We really do need to leave the EU

by Daphne Liddle

RICHARD Branson’s Virgin Care was awarded a £328,000 pay-out following a contractual dispute over the provision of services in Surrey.

But the trade laws that allowed Virgin to sue the NHS are part and parcel of European Union (EU) business regulations that see health care as a commodity and the provision of its services as a free market.

The EU is not to be mistaken for the people of Europe — their diverse cultures, their values and their best intentions to promote peace, freedom, equality and goodwill in the continent and throughout the world.

The EU has evolved out of the Common Market, founded by the Treaty of Rome as a giant business cartel created for the purpose of allowing businesses based in Europe to enjoy maximum profits — at the expense mainly of the workers of Europe.

Since then the Maastricht, Schengen and Lisbon treaties have steadily increased the powers of private enterprise at the expense of workers’ rights. They claim to have brought freedom of travel to the workers of Europe.

One change brought by the Lisbon treaty is that if a company based in one EU country opens a factory or does construction work in another, it can ship in its own workforce and employ them under the wages, conditions and labour laws of their own country.

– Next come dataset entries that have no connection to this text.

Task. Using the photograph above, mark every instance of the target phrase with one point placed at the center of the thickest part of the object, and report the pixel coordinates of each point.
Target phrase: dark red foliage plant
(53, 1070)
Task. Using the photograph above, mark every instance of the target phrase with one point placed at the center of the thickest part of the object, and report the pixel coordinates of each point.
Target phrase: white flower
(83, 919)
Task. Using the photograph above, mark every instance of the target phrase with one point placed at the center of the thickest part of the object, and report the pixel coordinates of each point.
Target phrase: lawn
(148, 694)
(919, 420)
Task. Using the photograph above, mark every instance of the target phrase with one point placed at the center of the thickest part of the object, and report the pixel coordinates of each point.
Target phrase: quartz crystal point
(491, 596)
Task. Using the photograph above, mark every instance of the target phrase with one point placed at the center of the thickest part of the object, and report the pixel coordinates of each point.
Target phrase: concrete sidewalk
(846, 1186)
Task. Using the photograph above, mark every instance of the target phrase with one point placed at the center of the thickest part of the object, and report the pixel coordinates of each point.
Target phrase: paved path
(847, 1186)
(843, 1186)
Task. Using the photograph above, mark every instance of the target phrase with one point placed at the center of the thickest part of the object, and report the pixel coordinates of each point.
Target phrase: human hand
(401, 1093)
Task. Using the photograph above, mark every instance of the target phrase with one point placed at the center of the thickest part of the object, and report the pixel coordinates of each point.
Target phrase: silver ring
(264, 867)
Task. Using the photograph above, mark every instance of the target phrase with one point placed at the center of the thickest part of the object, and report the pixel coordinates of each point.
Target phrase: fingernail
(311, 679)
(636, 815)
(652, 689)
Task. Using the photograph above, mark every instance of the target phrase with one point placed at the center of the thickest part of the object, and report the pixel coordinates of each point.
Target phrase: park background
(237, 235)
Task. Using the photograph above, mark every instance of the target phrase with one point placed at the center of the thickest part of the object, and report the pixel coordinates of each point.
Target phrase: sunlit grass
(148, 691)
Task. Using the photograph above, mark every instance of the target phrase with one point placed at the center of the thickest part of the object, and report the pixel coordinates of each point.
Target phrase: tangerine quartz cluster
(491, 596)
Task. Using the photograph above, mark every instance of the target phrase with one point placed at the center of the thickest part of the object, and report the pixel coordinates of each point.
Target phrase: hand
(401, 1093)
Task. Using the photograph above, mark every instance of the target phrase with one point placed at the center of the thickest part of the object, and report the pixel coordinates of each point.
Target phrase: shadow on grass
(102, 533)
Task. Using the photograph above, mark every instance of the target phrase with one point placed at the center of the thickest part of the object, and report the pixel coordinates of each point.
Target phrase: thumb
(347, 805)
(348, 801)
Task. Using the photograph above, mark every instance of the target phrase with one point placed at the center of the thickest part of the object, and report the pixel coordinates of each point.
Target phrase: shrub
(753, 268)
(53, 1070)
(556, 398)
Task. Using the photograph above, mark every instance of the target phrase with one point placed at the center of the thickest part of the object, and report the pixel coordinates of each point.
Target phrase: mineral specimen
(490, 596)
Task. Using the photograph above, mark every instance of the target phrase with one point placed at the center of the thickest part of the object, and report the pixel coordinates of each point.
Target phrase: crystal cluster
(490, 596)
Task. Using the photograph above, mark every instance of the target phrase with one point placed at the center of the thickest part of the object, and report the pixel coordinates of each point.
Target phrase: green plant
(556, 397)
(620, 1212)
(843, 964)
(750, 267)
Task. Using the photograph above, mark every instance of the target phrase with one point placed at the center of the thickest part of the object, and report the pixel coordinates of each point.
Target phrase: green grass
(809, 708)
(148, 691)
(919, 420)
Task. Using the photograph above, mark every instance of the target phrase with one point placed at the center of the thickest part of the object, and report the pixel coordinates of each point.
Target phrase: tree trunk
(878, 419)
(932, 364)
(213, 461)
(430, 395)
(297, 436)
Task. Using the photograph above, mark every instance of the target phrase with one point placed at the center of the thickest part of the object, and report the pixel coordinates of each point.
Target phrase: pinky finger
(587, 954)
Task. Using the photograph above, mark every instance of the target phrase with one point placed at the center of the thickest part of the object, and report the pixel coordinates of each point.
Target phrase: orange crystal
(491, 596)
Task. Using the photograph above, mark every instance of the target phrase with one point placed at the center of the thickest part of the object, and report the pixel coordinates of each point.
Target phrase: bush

This encourages companies throughout the EU to register themselves in the country with the worst wages, conditions and labour laws in the continent and to move thousands of workers around, employ them on the worst possible terms and shatter the labour laws, wages and conditions in the host country, bringing wages and conditions down to the lowest common level throughout Europe.

We do not see that as any kind of freedom of movement for the workers. We see that as economic coercion to force workers through poverty and unemployment away from their homes, treat them like slaves and separate them from trade unions and any kind of organised labour protection in any country.

The EU designated different member countries to different economic roles so that they would become inter-dependent. Britain was to be de-industrialised and designated to provide ‘financial services’. Our economy was to be based on the commission that tricked out of these dealings.

It suited British capitalists — just sitting at computers watching numbers and no more problems with industrial unions. It allowed Margaret Thatcher to close our steel industry, coal and most other manufacturing — and to impose draconian anti-union laws.

Once out of the EU we will need to rebuild our industries and our trade unions in order to raise living standards.

An article by Daniel Hannan in International Business Times UK gives a timely warning about perceiving “The-single-market-and-customs-union” as one entity during Brexit negotiations.

“We’re talking about two different things,” he says. “The Single Market is a series of agreements on competition rules, technical standards, labour laws and environmental policies. Some of these are beneficial, some innocuous and some damaging.

“There is a legitimate debate about to be had about which aspects of the Single Market we should aim to retain after we leave...

“The customs union is something else entirely. It is an agreement whereby all EU members hand over 100 per cent of their trade policy to Brussels and agree, instead of setting their own tariffs against third countries, to apply the EU’s Common External Tariff...

“One big advantage of Brexit is being able to strike our own trade deals...

“Staying in the customs union while being outside the EU would be the worst of all worlds. It would mean that we surrendered our trade policy to an often protectionist European Commission while having no input into what that policy should be. It would be worse than remaining members...

“Why should Britain seek a worse deal than the EFTA [European Free Trade Association] nations? Why pursue a status shared only by micro-states that were already in a customs union with their larger neighbours, such as Monaco and San Marino? Even Turkey is only in a partial customs union with the EU, and complains frequently about it.

“No, there is only one possible reason to remain in the customs union, namely as a way of transitioning back into full membership. That is what Cleggie and Chuka and the rest plainly want. I just wish they’d man up and say so, instead of insulting our intelligence like this.”

This is why when we hear Labour’s Keir Starmer refusing to rule out Britain leaving the customs union and the single market, alarm bells should start to ring.